3.3.5 Higher Strand Specificity
In strand-specificity assessment, over 98% of reads generated from NadPrep-prepared libraries aligned to the expected orientation strand, demonstrating excellent strand specificity. The performance of NadPrep was comparable to Vendor B and significantly superior to Vendor C (Figure 6).
Figure 6. NadPrep EZ RNA Library Preparation Kit performs higher strand specificity with RNA samples across different grades.
3.3.6 Higher Detection Sensitivity
To evaluate the detection of low-abundance transcripts, 50 ng of cell line RNA was spiked with 1 μL of exogenous ERCC standards (1:1,000) and used to prepare non-stranded pre-libraries. Hybrid capture was performed using the Ext-RNA Control Panel v1.0 and NadPrep Hybrid Capture Reagents. The results showed that NadPrep detected a higher number of ERCC transcripts (Figure 7. A) and the lower limit of detectable copy number was significantly reduced (Figure 7. B), demonstrating its superior sensitivity for low-abundance transcripts.
Figure 7. NadPrep EZ RNA Library Preparation Kit performs higher sensitivity for low-abundance transcripts compared to Vendor A & B. A. No. of ERCC detected; B. ERCC RPKM.
In addition, fusion gene detection performance was evaluated using 100 ng of FFPE-derived RNA (Grade C) spiked with 3.125% tumor fusion multi-locus FFPE standards (DNA/RNA) (GeneWell, GW-RPSM1006) to prepare non-stranded pre-libraries. Hybrid capture was performed with the OncoFu Elite (for RNA) Panel v1.0 and NadPrep Hybrid Capture Reagents. The results showed that libraries prepared with NadPrep and Vendor A detected 100% of all fusion genes covered by the panel, whereas Vendor B missed three fusion loci. Moreover, NadPrep generated a significantly higher number of unique reads supporting fusion events compared to Vendor A & B (Figure 8), further highlighting its advantages in fusion detection.
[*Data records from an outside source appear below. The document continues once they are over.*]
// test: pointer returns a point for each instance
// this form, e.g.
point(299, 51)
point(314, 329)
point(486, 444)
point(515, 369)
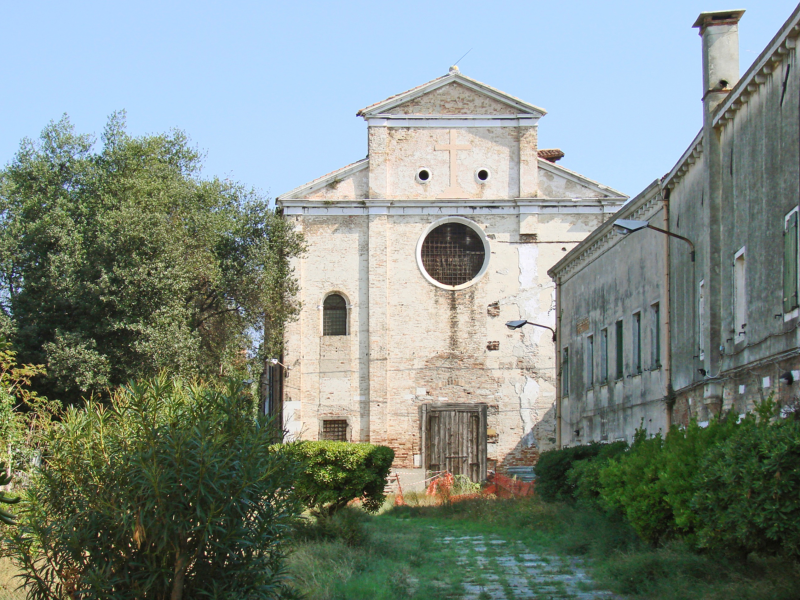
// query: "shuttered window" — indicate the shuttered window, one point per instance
point(790, 263)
Figure 8. NadPrep EZ RNA Library Preparation Kit performs higher detection sensitivity for fusion gene than Vendor A & B in standards.
04 Summary
Compared with DNA-Seq, targeted RNA-Seq offers greater sensitivity and specificity for the detection of low-abundance transcripts and fusion genes. It also enables direct assessment of the functional impact of splice-site mutations at the transcript level. This approach combines high detection performance with broad applicability, maintaining high success rates even with severely degraded FFPE RNA samples. Furthermore, targeted RNA-Seq can significantly reduce testing costs, enhancing clinical feasibility.
The newly launched NadPrep EZ RNA Library Preparation Kit streamlines the experimental workflow and improves operational convenience. When combined with targeted capture strategies, it further enhances detection sensitivity, providing a reliable solution for gene expression analysis, low-abundance transcript detection, and fusion gene identification. It is particularly well-suited for rare or degraded clinical samples commonly encountered in practice.
Reference
[1] Center P Q C. Expert consensus on combined DNA and RNA next-generation sequencing of common driver genes in solid tumors (2025 version) [J]. Zhonghua bing li xue za zhi= Chinese journal of pathology, 2025, 54(7): 701-709.
[2] Siddaway R, Glembocki A I, Arnoldo A, et al. Clinical utility of targeted RNA sequencing in cancer molecular diagnostics[J]. Nature Medicine, 2025: 1-10.